The goal of this project is to be able to classify large batches of ARU recordings using transfer learning, all in the cloud. The Perch framework is an incredible took for bird vocalization classifiation and works very well due to the fact that the final training is done on the same recordings that you want to classify.

Agile Modeling Workflow

  • Compute the embeddings for all of your ARU recordings. All we need from you is a (glob) path to a public google storage bucket containing your ARU recordings. Example: gs://chirp-public-bucket/soundscapes/high_sierras/audio/*.
  • While the embeddings are being computed (which may take a while, depending on the number of recordings), you can gather "target recordings" for the species of interest. These recordings are used to gather examples of each species from the ARU recordings. Normally, these are from xeno-canto.

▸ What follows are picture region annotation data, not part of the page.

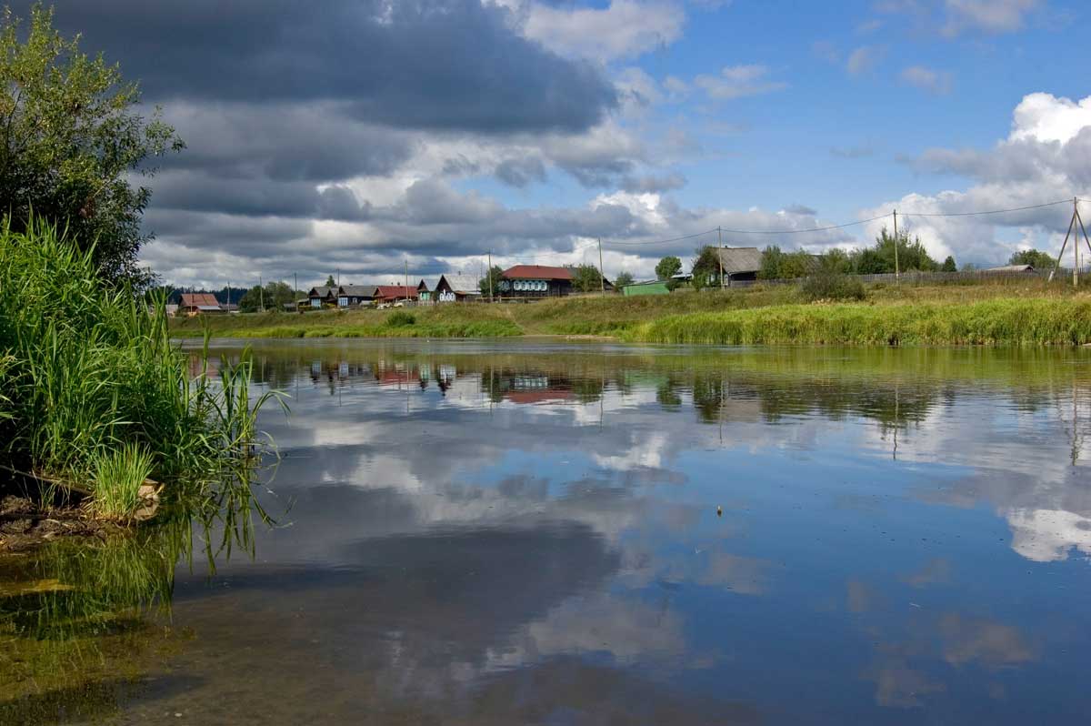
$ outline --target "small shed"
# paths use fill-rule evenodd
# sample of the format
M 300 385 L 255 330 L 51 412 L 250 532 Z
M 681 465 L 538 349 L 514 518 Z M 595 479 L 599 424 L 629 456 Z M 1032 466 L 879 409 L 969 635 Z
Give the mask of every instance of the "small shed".
M 716 251 L 728 285 L 733 279 L 757 279 L 762 270 L 762 250 L 756 247 L 720 247 Z
M 632 285 L 625 285 L 621 288 L 621 294 L 625 297 L 634 297 L 640 295 L 670 295 L 671 290 L 667 287 L 667 282 L 662 279 L 650 279 L 646 283 L 633 283 Z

  • Once the embeddings are computed, you can search the ARU recordings for the species of interest. This might also take a while, although less time than computing the embeddings.
  • Finally, you can go through the search results and annotate the recordings. The goal of this step is to gather examples from the ARU data that contain the species of interest. We can split the species into song/call (or any other subclass), which the classifier will be able to distinguish with enough annotated examples. There is not a perfect number of examples for each class, but 10-20 seems to work well. We will call the annotated recordings "labeled outputs."
  • Train a classifier on the labeled outputs. Using this classifier (which is a single linear map from the embeddings to the output layer containing the classification), classify all of the recordings.